- Born: January 1, 1952 India

Academic background
- Alma mater: Indian Institute of Technology, Bombay; Carnegie Mellon University

Academic work
- Discipline: Macroeconomics, Public Economics, Monetary Economics
- Institutions: University of Minnesota
- Notable works: Business Cycle Accounting
- Awards: Fellow of the Econometric Society (1998)

= V. V. Chari =

Indian-American economist

Varadarajan Venkata Chari (born c. 1952) is an Indian-American economist and professor of economics, currently teaches macroeconomic theory, public economics, and monetary economics at the University of Minnesota's College of Liberal Arts.

Chari received a Bachelor of Technology in Chemical Engineering from the Indian Institute of Technology, Bombay in 1974, and was a production engineer at Union Carbide (India) Limited from 1974 to 1976.

Chari then received his M.S. in economics in 1978 from Carnegie Mellon University and subsequently followed up with his Ph.D. from Carnegie Mellon University in 1980. His dissertation won him the Alexander Henderson Award for excellence in economics, an award also won by Nobel Laureates Oliver E. Williamson, Dale T. Mortensen, Finn E. Kydland and Edward C. Prescott.

Chari joined the Kellogg School of Management, Northwestern University as an assistant professor of managerial economics.
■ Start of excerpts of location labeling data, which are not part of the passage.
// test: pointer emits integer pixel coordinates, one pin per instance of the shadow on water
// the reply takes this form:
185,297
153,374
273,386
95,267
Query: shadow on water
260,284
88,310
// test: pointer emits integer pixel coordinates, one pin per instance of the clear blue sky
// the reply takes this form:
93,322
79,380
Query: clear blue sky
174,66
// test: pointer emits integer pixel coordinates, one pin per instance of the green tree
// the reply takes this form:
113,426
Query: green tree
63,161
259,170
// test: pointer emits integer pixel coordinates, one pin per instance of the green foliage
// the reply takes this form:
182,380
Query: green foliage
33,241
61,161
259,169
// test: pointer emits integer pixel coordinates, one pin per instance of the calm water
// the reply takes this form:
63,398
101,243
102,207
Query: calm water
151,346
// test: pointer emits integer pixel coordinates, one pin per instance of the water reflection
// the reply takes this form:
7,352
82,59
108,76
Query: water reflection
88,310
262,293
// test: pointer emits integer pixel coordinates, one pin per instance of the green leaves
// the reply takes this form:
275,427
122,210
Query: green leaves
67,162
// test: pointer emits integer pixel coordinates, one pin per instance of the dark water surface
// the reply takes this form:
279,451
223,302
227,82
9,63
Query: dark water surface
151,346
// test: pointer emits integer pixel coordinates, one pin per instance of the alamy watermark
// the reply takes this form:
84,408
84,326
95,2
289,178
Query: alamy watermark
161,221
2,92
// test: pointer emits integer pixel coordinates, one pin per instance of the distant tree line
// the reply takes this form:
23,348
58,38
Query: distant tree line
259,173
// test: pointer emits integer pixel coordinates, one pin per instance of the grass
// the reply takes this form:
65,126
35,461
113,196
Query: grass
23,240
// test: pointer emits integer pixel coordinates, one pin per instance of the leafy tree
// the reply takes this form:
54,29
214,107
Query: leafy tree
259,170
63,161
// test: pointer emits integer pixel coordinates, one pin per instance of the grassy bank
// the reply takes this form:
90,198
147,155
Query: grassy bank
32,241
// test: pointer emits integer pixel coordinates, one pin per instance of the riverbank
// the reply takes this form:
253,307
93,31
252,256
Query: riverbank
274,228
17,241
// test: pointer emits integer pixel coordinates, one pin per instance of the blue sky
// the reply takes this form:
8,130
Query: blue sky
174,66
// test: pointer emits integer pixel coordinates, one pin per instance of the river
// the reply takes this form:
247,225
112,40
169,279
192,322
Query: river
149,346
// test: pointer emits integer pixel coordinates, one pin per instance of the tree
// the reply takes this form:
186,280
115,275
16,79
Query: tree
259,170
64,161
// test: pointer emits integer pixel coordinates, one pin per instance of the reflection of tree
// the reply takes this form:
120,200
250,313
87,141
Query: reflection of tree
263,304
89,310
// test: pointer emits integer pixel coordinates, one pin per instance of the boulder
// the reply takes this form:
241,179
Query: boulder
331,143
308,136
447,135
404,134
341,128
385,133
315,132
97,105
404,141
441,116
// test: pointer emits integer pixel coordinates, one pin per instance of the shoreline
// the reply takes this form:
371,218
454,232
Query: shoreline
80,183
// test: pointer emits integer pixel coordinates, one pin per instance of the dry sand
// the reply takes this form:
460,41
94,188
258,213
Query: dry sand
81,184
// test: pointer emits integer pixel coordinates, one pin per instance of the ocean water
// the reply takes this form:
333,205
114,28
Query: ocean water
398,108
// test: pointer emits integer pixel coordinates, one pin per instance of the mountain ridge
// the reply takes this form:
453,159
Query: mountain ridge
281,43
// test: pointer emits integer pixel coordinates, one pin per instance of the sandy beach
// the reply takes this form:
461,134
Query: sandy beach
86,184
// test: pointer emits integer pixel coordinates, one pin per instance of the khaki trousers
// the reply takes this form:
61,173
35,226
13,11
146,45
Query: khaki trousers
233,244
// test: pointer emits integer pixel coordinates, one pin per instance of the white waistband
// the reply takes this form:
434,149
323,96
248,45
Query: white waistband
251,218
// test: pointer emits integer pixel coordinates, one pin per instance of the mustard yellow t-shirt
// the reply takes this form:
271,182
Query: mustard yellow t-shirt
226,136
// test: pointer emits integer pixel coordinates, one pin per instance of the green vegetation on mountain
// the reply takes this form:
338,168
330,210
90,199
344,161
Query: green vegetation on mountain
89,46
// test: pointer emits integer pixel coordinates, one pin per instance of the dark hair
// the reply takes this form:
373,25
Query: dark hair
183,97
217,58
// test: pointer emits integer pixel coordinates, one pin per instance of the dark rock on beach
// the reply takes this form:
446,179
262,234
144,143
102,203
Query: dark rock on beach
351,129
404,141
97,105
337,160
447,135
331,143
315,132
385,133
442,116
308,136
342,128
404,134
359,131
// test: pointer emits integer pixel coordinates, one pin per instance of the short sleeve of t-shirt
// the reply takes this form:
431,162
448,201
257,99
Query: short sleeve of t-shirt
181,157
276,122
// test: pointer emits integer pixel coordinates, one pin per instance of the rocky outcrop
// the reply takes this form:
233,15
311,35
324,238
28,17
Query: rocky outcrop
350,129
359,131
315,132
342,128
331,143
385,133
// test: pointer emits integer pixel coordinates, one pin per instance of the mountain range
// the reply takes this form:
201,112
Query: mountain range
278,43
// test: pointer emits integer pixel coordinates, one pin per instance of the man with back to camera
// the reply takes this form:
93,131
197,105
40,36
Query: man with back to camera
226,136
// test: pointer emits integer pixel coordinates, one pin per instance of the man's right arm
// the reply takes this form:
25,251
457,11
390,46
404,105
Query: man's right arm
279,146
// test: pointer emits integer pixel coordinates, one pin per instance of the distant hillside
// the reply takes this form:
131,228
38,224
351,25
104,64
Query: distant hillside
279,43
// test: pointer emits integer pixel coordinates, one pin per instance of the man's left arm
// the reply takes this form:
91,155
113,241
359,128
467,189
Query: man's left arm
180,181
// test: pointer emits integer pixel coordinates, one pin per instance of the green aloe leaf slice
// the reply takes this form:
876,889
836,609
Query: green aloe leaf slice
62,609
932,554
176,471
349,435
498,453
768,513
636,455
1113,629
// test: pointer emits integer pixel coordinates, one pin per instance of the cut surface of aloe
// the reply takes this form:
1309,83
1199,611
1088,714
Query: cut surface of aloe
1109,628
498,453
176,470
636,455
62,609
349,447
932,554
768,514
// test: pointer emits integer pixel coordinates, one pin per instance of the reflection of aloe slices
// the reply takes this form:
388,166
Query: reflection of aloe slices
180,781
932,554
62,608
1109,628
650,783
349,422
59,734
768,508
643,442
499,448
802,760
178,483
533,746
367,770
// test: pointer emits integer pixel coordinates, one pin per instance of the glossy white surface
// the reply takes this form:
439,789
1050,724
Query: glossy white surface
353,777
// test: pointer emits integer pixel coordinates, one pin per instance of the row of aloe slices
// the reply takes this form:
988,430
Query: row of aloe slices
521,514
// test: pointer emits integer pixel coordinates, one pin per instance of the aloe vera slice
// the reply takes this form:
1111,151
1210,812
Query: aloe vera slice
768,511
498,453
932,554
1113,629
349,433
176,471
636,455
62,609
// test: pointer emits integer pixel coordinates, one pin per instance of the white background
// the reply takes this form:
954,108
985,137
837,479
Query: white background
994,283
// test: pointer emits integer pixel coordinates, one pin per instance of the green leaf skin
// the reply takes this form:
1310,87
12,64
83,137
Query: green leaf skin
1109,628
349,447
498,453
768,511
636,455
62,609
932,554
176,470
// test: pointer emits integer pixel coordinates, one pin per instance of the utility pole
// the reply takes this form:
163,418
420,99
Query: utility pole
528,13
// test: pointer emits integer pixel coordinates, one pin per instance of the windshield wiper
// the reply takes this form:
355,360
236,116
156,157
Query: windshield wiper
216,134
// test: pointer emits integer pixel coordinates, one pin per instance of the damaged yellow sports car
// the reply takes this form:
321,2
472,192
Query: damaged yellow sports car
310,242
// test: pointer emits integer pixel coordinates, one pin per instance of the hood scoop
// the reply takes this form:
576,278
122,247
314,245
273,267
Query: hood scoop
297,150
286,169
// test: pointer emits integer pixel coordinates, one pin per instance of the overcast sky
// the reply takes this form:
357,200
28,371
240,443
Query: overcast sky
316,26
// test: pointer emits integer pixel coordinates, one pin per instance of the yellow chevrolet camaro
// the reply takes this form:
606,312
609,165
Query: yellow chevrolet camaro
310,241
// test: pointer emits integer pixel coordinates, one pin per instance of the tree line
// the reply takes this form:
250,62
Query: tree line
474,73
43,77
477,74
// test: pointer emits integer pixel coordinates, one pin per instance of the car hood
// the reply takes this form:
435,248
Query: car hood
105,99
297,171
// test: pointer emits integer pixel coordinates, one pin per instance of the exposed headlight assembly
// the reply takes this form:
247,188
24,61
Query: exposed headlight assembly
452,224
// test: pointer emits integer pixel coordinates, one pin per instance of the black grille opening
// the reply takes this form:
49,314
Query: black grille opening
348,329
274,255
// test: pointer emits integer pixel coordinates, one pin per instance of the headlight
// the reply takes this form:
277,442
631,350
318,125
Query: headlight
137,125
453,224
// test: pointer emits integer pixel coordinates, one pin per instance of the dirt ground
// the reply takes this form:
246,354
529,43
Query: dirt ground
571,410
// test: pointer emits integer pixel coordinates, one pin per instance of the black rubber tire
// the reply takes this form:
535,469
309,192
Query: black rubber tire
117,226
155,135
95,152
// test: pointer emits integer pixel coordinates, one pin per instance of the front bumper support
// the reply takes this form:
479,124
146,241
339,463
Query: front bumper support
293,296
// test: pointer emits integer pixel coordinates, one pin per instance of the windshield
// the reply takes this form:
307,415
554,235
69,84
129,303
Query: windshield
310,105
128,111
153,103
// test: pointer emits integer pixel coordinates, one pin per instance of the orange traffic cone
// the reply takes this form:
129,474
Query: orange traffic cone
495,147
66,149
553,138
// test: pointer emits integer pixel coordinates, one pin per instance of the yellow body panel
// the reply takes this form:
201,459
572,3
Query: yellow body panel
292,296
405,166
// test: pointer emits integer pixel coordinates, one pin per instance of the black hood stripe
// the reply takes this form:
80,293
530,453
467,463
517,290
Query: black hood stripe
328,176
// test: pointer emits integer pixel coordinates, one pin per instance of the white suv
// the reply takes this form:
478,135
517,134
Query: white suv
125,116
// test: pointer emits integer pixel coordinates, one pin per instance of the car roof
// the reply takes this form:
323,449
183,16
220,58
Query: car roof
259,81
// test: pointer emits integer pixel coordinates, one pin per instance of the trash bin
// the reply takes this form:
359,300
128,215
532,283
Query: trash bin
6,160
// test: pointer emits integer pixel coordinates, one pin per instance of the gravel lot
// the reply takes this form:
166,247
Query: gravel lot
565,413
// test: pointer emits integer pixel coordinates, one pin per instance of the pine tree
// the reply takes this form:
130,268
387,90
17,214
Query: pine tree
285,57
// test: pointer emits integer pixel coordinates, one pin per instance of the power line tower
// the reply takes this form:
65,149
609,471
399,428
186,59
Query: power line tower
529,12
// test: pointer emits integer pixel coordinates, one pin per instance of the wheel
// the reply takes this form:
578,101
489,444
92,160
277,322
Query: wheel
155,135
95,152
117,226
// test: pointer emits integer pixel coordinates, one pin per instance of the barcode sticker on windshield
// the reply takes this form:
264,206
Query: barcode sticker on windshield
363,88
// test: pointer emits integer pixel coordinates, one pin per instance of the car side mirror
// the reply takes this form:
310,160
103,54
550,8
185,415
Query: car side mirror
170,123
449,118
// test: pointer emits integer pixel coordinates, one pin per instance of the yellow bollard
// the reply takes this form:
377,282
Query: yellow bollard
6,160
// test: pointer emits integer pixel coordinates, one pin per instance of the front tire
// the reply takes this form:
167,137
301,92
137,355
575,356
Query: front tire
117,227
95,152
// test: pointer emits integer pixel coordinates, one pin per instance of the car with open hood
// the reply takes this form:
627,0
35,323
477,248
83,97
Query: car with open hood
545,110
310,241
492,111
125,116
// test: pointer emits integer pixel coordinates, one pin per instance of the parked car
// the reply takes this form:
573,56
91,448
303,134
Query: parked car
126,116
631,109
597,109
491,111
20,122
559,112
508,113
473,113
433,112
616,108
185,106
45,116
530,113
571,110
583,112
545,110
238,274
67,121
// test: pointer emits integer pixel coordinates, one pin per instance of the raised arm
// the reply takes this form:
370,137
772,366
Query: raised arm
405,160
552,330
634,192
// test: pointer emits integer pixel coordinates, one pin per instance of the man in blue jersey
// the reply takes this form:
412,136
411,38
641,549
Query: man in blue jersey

In 1986, he moved to the Federal Reserve Bank of Minneapolis. In 1992 he returned to the Kellogg Graduate School of Management and then moved back to Minneapolis and the University of Minnesota in the fall of 1994. At the University of Minnesota, Chari has held many titles ranging from Paul Grenzel Land Grant Professor, to Director of the Heller-Hurwicz Economics Institute (2010–2016), and Chair of University of Minnesota's Department of Economics.

His research interests are in banking, fiscal and monetary policy and in issues of economic development. He has written extensively on banking crises, exchange rate fluctuations and international capital flows. Additionally, he has held associate editor positions for American Economics Journal (since 2008) and the Journal of Economic Theory (since 1998).

Dr. Chari is also a fellow of the Econometric Society since 1999 and recipient of the Census Bureau Research Grant since 2005.